Dear creepy old man,
Here’s my secret: I don’t treat women as some kind of prize. I don’t belittle an entire table of them by using language comparing them to an elusive sea bass or a troubled airplane or whatever ridiculous metaphor you were going for when you used the word “land.” But if you have a hot son, I’d be more than happy to “land” him in front of you and your wife so you can share in the celebration of my ongoing conquests. P.S. I don’t wear cologne. What you were smelling was probably laundry detergent. You should look into it.
If you can possibly manage it, avoid customs agents with booshy moostaches. They tend to enjoy their jobs a little too much.
As we wait for our delayed flight home at the Toronto airport, a picture of an old college friend appears on the international news on the TV monitor hanging above the table where I scarf down a surprisingly good airport sandwich.
Amy Jacobson and I had been partners in the University of Iowa’s Old Gold Singers waaaaaay back in the late 1980s, where I often entertained the thought that I was dancing all sexy behind her in her “Le Jazz Hot” solo. If I knew which box my photo albums were packed in, I could probably find an embarrassing photo to scan and post as fluffy-haired proof. She was strikingly beautiful and a little famous for dating Jeff Moe, the pretty-boy media darling of the Iowa basketball team who many of us chorus boys secretly hoped was using Amy as a gateway to meeting us.

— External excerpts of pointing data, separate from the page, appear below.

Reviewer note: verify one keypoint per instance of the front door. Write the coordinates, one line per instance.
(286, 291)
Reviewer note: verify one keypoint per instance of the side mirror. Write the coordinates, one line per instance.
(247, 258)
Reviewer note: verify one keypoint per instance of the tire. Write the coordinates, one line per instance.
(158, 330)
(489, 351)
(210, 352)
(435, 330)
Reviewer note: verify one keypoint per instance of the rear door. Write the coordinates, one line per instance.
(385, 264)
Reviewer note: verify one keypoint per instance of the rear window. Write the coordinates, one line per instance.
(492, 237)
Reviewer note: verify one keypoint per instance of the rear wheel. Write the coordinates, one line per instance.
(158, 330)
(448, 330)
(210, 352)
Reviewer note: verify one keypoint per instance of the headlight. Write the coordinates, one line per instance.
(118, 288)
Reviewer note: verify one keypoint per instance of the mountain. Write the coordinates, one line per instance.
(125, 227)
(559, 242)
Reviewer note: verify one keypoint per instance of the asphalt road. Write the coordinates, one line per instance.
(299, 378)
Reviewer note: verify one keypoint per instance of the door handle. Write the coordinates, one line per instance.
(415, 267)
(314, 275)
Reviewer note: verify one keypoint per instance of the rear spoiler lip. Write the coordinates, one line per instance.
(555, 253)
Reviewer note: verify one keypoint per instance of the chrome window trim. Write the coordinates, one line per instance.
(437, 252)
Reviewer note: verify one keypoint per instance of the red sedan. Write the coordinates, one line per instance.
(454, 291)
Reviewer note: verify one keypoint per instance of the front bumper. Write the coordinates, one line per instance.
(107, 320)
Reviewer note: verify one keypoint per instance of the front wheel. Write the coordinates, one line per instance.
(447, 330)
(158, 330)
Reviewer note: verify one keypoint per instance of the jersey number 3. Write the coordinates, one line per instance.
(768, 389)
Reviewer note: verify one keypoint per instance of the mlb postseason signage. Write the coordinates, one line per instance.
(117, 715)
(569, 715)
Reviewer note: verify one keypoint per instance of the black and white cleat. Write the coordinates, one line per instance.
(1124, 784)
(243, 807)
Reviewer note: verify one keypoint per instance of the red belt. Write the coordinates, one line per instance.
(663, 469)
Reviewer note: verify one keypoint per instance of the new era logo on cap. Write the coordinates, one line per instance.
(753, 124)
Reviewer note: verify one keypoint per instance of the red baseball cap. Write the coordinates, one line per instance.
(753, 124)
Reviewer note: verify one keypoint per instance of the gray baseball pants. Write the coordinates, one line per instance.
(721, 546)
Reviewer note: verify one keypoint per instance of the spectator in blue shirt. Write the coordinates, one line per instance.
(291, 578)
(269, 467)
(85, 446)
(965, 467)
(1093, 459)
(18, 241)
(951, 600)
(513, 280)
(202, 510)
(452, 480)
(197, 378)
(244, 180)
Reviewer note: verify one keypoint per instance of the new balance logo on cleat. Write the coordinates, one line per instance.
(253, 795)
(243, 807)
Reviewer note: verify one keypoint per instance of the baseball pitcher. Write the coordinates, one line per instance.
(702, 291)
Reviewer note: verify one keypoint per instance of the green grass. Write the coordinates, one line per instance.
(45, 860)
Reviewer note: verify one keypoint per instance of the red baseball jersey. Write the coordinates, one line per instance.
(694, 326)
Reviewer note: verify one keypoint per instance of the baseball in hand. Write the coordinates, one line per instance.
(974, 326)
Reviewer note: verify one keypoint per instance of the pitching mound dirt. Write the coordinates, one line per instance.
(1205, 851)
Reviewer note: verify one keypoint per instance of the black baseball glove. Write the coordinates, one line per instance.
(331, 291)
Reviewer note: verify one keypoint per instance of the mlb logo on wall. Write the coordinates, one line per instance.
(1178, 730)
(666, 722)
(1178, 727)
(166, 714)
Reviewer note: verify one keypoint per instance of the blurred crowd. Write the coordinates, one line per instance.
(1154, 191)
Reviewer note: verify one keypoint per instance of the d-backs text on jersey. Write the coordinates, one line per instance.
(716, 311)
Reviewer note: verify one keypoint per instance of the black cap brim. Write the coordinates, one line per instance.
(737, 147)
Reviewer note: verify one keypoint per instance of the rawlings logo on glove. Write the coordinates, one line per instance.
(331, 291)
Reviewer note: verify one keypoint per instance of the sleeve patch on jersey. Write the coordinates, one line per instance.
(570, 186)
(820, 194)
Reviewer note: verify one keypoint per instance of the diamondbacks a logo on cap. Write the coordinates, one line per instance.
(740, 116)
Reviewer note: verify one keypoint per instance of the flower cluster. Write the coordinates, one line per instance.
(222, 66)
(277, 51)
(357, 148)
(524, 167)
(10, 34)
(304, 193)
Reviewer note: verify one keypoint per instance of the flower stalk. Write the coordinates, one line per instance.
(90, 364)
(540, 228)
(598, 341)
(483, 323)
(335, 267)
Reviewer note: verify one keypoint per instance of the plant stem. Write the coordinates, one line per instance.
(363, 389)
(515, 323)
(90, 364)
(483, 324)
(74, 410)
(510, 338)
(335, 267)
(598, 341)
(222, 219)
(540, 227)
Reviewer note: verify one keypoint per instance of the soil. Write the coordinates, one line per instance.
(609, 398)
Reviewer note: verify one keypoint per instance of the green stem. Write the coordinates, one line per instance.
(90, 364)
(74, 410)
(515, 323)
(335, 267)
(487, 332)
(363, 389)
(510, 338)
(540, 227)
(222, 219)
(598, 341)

I’d all but forgotten about Amy until 10 years after graduation when I moved to Chicago and found her reporting nightly on the local NBC affiliate. We’d run into each other a couple times since then—and she’d even spotted me in the crowd as she waved from the NBC-sponsored floats in the gay pride parades over the years.
And now she’s staring down at me from a TV monitor in a Canadian airport. It seems she’s been fired from her job for being caught on tape having a pool party with the husband of a missing woman—a story she’s been covering recently. The tape was “exclusive video” from the Chicago CBS affiliate, which is widely regarded around Chicago as the poor man’s “A Current Affair.” And now the story has been picked up internationally. Most reports make a point to mention the fact that Amy’s wearing a bikini in the video footage, though not one of them describes the pool attire the missing woman’s husband is wearing.
As the cab pulls up to my house just before midnight, I hear my trendy sunglasses clattering to the floor from somewhere in my carry-on. I pay the driver, grab my glasses and my carry-on and crawl my tired little world-traveler butt toward the house, where the boyfriend greets me with the Best Hug Ever. Once I get in the light, I discover that my trendy sunglasses are safely tucked away in my carry-on, and I am now the proud owner of someone else’s trendy sunglasses as well. I’m gonna put them in the dishwasher before I wear them, though, because they’re covered in greasy facial DNA. But hey! Free sunglasses!